While you are going through all that ground and moving all that material in pursuit of your own minerals, remember to be mindful to not accidentally become a safety hazard to someone else down the hill. Lots of people get zoned in, or thirsty to keep finding crystals and lose focus that they might be right above the hill from someone who might have arrived later in the day. When you are pulling out giant rocks and boulders, please be mindful not to throw or roll them down the hill because the entire Hansen dig site is on terrain of nothing but steep mountainside; even a small rock can roll endlessly and build up momentum. When you are taking out your tailings, one thing you can do to prevent this, which also equally benefits the forest and ecosystem as an act of reclamation, is to just be mindful of how you deal with your tailings.
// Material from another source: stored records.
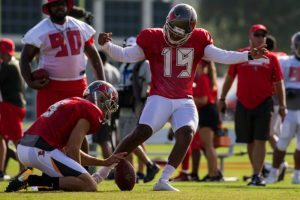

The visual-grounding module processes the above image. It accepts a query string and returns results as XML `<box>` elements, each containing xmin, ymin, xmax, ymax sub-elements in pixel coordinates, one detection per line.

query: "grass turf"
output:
<box><xmin>0</xmin><ymin>120</ymin><xmax>300</xmax><ymax>200</ymax></box>
<box><xmin>0</xmin><ymin>144</ymin><xmax>300</xmax><ymax>200</ymax></box>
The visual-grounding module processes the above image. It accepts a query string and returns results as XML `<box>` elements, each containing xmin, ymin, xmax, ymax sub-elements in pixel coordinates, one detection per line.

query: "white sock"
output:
<box><xmin>294</xmin><ymin>169</ymin><xmax>300</xmax><ymax>176</ymax></box>
<box><xmin>92</xmin><ymin>165</ymin><xmax>115</xmax><ymax>184</ymax></box>
<box><xmin>160</xmin><ymin>164</ymin><xmax>175</xmax><ymax>181</ymax></box>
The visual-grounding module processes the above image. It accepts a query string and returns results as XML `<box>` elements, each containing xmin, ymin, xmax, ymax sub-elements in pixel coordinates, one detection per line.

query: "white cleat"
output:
<box><xmin>292</xmin><ymin>174</ymin><xmax>300</xmax><ymax>184</ymax></box>
<box><xmin>153</xmin><ymin>179</ymin><xmax>180</xmax><ymax>192</ymax></box>
<box><xmin>265</xmin><ymin>169</ymin><xmax>279</xmax><ymax>184</ymax></box>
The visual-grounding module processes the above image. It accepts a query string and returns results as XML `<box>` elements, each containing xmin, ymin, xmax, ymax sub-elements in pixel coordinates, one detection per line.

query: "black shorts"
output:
<box><xmin>198</xmin><ymin>104</ymin><xmax>220</xmax><ymax>134</ymax></box>
<box><xmin>92</xmin><ymin>123</ymin><xmax>111</xmax><ymax>144</ymax></box>
<box><xmin>235</xmin><ymin>97</ymin><xmax>273</xmax><ymax>143</ymax></box>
For safety reasons, everyone should already be removing all of your overburden and tailings in a responsible manner. That obviously means not throwing them down the hill, but also if someone takes an additional moment to carefully remove them and place them in “best case scenario new locations” as in pulling out a boulder and not just rolling it out of your hole aimlessly, but manually lifting it and carrying it over to a flat spot on the mountain a few feet away from your workspace where you know it will not be a tripping or rolling hazard in the future for others, you can actually start to re-terraform a bit of the mountain. You can get pretty creative with how you give back to the mountain that by the end of the day hopefully showed you some amazing mineralization.

Getting lost on the way back is also a major safety hazard with a trip to Hansen. When you are working your way up the mountain and exploring on the way to finding wherever you will end up mining, you can take steps like even something as simple as turning around and looking at what going the other direction on your way back will look like. You can even turn around and take a picture of the reverse angle multiple times culminating in a visual story trail that you can reference back to on the way out. Another reason (it is really the number one reason) I put up that caution tape box was for lost first timers (it even happens to people who feel familiar with the mountain and have been there a few times) who cannot find the start of the trail you need to take back down to where everyone parks. This type of forest is a chaotic visual mess where everything starts to look similar and it is very easy to get lost. When someone is tired at the end of the day, carrying heavy gear or collection buckets, making their way back down unfamiliar steep terrain littered with loose material, ankle breaking holes, sharp broken remnants of dead trees (hopefully also not in dying light, leave early that first time) is when there is the most chance of getting injured. People have the tendency to get a little hurried which could inevitably lead to recklessness on the way back out at the end of the day. The feeling of “well we are done, and we are almost back” is when people can sometimes really let their caution down. Just take your time, remember there is no rush, and while you are walking out you can think ahead to all the fun you will have cleaning the new minerals you just found.

Remember this is just chapter one of things you need to know to have that great Hansen experience, but everyone has to start somewhere. Hopefully this helps keep some people safe, at the same time they can appreciate the excitement of mining crystals from the earth for the first time.

Thanks everyone and have fun out there!